In the end, flying less may be better for the planet even after fossil fuels. Vision 2050 calculates that the amount of electricity needed to power flights in 2050, primarily used to make e-fuels and hydrogen, is nearly equal to all renewable electricity produced today (including hydropower and bioenergy). If we wanted to power 2050’s flights purely on solar and wind, we would need to quadruple current global capacity—and that is on top of all the solar and wind we will need to power our homes, businesses, ground vehicles, and more. 

Solar and wind are wonderful, far better than fossil fuels, but they are not infinite.
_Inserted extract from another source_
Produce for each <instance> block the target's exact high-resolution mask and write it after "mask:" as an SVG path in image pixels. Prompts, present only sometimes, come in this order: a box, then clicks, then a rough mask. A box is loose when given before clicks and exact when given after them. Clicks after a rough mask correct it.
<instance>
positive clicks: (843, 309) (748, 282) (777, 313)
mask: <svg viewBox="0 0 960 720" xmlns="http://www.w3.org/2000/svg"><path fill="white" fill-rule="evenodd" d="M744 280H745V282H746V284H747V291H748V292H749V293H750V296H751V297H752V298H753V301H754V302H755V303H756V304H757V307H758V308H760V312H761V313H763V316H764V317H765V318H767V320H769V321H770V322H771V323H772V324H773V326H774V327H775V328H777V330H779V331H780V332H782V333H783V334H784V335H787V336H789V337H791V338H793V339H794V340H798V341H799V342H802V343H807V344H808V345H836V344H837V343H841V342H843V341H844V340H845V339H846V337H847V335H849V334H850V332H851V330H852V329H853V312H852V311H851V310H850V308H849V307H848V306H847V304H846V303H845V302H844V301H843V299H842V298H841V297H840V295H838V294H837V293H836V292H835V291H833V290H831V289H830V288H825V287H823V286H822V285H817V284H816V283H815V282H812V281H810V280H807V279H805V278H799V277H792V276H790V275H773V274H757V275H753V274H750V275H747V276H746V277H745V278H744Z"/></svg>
They require metals, create waste, disrupt ecosystems and threaten endangered species from the desert tortoise to the whooping crane. This does not mean we should stop using electricity, or even stop flying, but it does mean we should think twice before putting so much energy toward planes when trains are far more energy efficient.

Vision 2050 is a useful document, as much for what it doesn't show as for what it does. Technologies like e-fuels and hydrogen, as well as improvements in aircraft efficiency, no doubt have their uses. But there is only one solution that is already available today, with no need to scale up new fuels or introduce new plane designs, and that’s flying less.